Senator Campfield’s bill, Senate Bill 132, would have reduced Temporary Assistance to Needy Families payments by up to 30% to families whose children fail a grade unless their parents take corrective actions. TANF payments average about $185 a month in Tennessee. Fetuga presented Campfield with a petition signed by people who opposed the bill and may have been the final push in the bill’s defeat.

Critics of the measure, who called it the Starve the Children Bill, claimed that such measure would already put pressure on families that are is dire straights and would do nothing to actually help children. The bill received national attention, being mocked on The Daily Show with John Stewart, with host Jon Stewart saying:

"Little Billy is poor, and he’s not doing very well in school. I have an idea. What if we made him poorer and told his family it was his fault?

'Last semester my grades were bad because I was hungry and cold but this semester I am hungrier and colder and my family isn't talking to me, so bring on the long division.'

Is Stacey Campfield a state senator or a villain from a Dickens novel?"
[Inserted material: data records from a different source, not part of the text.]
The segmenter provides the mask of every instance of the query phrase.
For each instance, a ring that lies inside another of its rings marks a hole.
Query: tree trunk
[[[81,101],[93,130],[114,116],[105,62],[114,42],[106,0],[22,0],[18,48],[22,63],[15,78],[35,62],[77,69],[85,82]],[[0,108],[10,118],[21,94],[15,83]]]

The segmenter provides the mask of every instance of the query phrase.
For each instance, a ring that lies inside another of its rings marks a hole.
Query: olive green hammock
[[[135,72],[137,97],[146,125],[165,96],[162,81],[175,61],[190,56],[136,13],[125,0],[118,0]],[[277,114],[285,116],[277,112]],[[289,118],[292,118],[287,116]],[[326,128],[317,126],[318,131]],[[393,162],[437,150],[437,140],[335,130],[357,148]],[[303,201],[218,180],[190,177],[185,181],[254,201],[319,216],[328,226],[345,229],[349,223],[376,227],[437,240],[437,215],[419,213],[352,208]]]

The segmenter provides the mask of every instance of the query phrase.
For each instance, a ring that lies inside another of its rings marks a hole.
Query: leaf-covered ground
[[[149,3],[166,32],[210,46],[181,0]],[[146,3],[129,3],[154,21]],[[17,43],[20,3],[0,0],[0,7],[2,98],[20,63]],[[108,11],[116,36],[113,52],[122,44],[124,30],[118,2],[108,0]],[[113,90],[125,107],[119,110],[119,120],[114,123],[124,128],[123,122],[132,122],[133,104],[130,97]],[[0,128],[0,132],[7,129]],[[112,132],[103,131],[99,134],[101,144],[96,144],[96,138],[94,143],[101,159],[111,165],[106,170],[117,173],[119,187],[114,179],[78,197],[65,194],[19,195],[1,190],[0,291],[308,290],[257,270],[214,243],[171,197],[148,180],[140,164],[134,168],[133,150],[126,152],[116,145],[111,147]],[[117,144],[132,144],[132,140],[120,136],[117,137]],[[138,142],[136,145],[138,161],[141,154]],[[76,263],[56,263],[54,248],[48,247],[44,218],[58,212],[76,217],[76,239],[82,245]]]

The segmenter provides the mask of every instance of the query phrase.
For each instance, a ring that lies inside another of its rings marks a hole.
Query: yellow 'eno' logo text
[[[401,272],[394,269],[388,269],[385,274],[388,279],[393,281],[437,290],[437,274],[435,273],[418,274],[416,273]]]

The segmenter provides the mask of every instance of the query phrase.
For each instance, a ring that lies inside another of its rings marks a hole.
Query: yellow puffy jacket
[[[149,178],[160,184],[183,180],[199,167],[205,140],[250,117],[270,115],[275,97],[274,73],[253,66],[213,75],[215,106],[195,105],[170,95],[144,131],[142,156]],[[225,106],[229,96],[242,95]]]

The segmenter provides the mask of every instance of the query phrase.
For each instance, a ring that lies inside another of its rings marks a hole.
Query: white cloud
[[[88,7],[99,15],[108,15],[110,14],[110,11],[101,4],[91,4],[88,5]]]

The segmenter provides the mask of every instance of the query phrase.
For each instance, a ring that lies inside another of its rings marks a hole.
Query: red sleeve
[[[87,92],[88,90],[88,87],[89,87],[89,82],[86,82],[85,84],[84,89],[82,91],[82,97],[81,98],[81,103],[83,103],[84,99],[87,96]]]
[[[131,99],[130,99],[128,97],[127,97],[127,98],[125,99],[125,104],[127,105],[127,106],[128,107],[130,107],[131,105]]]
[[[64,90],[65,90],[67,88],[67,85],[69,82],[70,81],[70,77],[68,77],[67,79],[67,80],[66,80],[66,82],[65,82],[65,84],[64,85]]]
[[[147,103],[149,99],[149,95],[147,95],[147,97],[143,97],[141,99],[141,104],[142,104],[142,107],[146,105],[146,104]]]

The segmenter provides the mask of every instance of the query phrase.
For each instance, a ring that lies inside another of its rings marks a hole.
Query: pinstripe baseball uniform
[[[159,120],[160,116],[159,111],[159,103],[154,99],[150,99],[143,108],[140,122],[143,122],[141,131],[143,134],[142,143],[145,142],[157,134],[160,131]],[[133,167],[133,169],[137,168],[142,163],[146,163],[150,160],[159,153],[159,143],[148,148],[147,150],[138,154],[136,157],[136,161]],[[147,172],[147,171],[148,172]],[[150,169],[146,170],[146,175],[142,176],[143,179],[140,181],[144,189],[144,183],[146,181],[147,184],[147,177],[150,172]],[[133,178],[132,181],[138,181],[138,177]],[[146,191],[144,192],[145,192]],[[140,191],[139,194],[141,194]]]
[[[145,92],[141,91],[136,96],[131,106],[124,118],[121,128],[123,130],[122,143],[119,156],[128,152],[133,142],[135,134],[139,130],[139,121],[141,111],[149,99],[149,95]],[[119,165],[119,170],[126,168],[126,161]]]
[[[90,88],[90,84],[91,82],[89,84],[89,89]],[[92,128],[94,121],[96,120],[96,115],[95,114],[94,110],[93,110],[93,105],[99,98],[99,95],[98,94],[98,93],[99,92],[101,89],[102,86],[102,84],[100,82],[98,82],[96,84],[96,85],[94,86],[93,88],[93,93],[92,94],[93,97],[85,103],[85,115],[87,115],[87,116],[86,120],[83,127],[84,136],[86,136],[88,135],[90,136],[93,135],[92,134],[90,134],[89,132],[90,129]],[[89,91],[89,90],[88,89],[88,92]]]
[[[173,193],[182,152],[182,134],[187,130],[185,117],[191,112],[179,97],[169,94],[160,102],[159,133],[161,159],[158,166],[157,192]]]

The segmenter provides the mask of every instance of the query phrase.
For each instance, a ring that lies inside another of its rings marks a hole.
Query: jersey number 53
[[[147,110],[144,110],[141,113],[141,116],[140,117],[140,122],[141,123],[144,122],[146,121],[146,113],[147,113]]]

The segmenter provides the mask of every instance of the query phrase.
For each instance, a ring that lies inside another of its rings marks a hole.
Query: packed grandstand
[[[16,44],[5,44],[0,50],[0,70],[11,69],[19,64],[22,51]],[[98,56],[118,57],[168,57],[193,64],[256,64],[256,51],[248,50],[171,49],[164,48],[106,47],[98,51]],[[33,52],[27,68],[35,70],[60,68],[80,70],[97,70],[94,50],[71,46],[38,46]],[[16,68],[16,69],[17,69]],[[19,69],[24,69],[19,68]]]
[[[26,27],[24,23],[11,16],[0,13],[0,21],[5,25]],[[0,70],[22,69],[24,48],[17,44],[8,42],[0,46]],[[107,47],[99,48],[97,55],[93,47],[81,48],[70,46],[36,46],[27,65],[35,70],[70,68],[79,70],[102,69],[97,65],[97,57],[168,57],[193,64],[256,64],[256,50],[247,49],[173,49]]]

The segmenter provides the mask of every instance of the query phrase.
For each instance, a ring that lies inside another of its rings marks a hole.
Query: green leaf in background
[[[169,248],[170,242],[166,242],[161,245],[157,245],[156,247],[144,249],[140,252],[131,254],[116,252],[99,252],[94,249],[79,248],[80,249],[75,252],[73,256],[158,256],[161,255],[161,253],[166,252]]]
Campfield claimed that the measure was aimed at getting parents more involved in their children's education. But after the flurry of criticism he appears to have bowed out of the fight, withdrawing the bill ahead of the vote it would have had next Thursday.

Campfield himself is no stranger to controversial legislation. In 2011, he spearheaded an effort to pass a previous defeated bill that would have banned teachers from discussing homosexuality in the classroom before ninth grade. After the measure was defeated, Campfield gave a radio interview where he made statements such as "What's the average lifespan of a homosexual? It's very short. Google it yourself," and "[Homosexuals] do not naturally reproduce. It has not been proven that it is nature. It happens in nature, but so does bestiality. That does not make it right or something we should be teaching in school."

But Campfield has not given up on his welfare legislation, claiming that he wants to bring it up next session and asking the state Senate to study legislation further. No word on whether Aamira Fetuga will be there to meet him again if the bill comes back up in the legislature.